Massive companies may have the resources to survive a disastrous split between their message and their actions. As a small business owner, however, you need to impart consistent messaging between your brand and your company values. It's a two-way street; just as your company culture must drive everything from products to customer service, your brand needs to drive the same things.
Culture Comes First
Company culture is not just about the work environment or even customer service. It's about everything that your company believes and does to get products and services to your customers — and keep them happy thereafter. Of course, you need a well-defined product or service before you start a business. But, if your company has not developed its culture before you move forward to develop your products or services, you run a real risk of having unhappy employees, dissatisfied customers, or both.
Citrix, which develops software for remote employees, is an extreme example of a company that fully integrates its company culture into its products. The company touts a culture to "work better, live better", which includes flexibility in the mix. The company promotes flexibility through a product that empowers remote workers with mobile workspaces. The same product that promotes remote work capabilities to customers provides flexibility within its own employee community, as well. As an added benefit, their software product is probably very well tested before it goes to market!
Granted, most companies do not sell products or services that are likely to directly improve the quality of their employees' lives. But there are many ways to integrate the company culture into the brand.
So, if your surgical center culture promotes caring and individual attention, make sure that your operating environment does not look like an assembly line. Or, if your company is dedicated to delivering top-quality widgets, customers should immediately recognize your genuine shock and willingness to go to extremes when an occasional widget is delivered in less-than-perfect quality
The bottom line is that customers are often drawn to products and services based on the underlying company culture. Deliver that culture, and they will promote your products with positive reviews.

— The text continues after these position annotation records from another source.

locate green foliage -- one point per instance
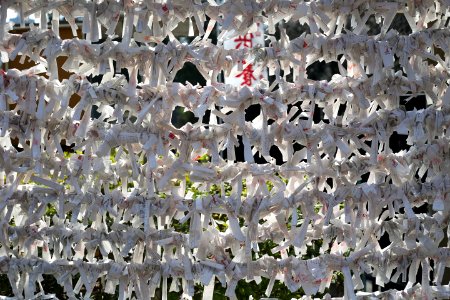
(244, 289)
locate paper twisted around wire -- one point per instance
(116, 216)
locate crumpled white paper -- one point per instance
(122, 198)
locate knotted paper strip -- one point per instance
(122, 202)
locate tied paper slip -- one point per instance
(108, 189)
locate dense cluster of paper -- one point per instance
(120, 199)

Your Brand is More Than a Logo
Your marketing campaign is an important means for getting your name out to the public, but a cool logo and good advertising cannot ensure a company's success. When your company culture drives every aspect of your business, you naturally take a holistic approach that can more easily drive your brand forward.

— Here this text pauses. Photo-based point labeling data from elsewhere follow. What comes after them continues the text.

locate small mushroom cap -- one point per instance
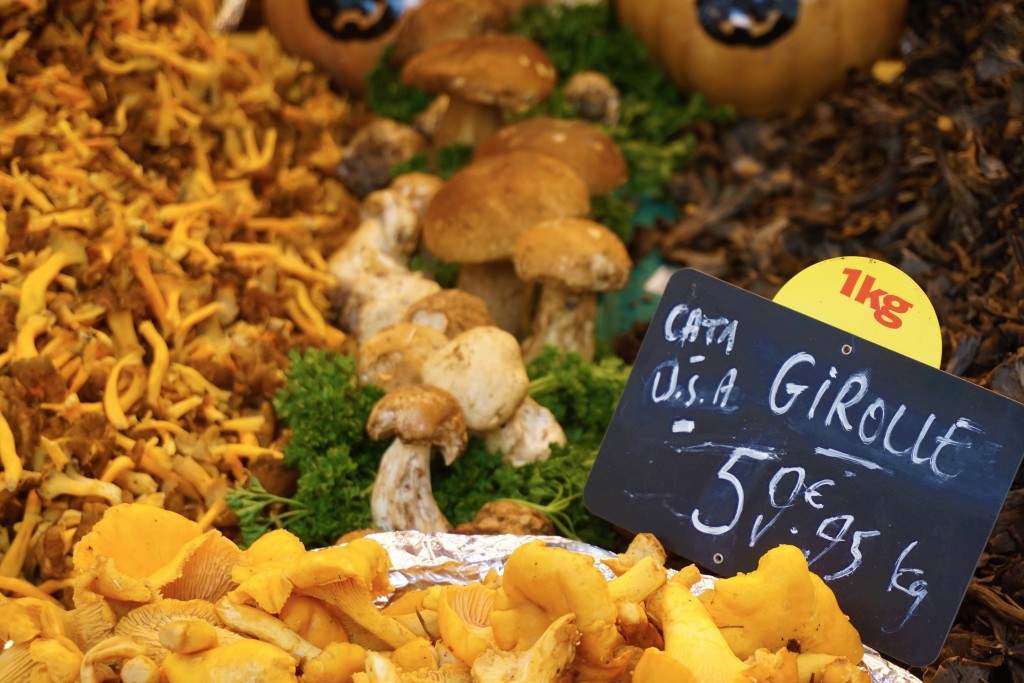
(420, 414)
(483, 207)
(439, 20)
(482, 368)
(590, 153)
(450, 311)
(576, 253)
(392, 357)
(503, 70)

Zappos may be one of the best-known companies in this regard because it is dedicated to this practice. They see all employees— whether or not they normally interact with customers — as reflections of their brand, even when they're off the clock. Zappos takes a broad view of its brand. It's not just about shoes, clothing or even customer service. It's about the full customer experience. And its culture extends beyond their specific brand to the entire industry. They want to make sure that their customers deliver a message through word-of-mouth and social media that the best advertising cannot accomplish.
A Well-Defined Culture Organically Drives Your Brand Marketing
Companies that follow their cultures in everything they do have a natural advantage when it comes to marketing their products. Their marketing campaigns are often less expensive to develop and more on-point. This just makes sense when you consider what can happen when you sit down to formulate your advertising message. When you focus on the product alone, you can struggle to find ways to differentiate that product from the competition.

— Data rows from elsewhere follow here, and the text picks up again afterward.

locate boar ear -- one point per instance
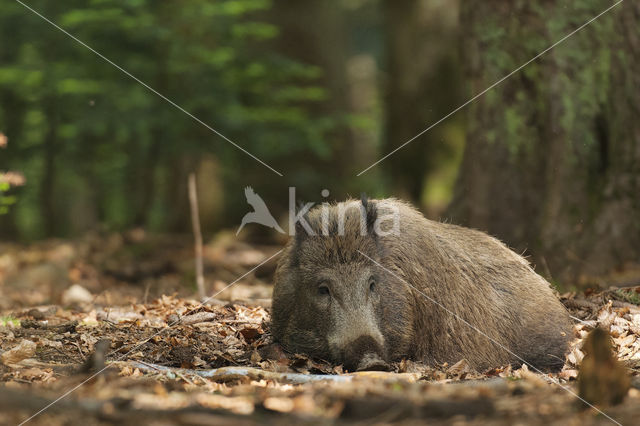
(369, 213)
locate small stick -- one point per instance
(195, 220)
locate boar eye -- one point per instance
(323, 290)
(372, 284)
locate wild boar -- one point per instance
(367, 282)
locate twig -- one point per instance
(195, 220)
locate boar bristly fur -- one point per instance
(359, 293)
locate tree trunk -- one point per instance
(421, 87)
(552, 158)
(47, 184)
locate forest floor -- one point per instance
(169, 360)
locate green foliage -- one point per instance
(104, 144)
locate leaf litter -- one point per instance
(167, 355)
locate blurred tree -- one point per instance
(98, 148)
(421, 87)
(552, 159)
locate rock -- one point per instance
(25, 349)
(76, 294)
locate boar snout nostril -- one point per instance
(372, 362)
(364, 353)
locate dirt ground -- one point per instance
(105, 329)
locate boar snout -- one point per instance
(364, 353)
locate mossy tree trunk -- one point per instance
(552, 158)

When you have a clearly-defined company culture that incorporates the big picture, however, you broaden your messaging options. If a pickle company, for example, started as a family business focused on its home-made quality, their advertising message might focus on a unique mix of old-family recipes (spicy, garlicky, super-sour or even a variety of pickled veggies), hand-packed jars or all home-grown ingredients. They might even face the dilemma of having to choose from too many great campaign ideas, but this is a nice problem to have. As long as your brand is connected to your company culture, you can use those ideas for future campaigns.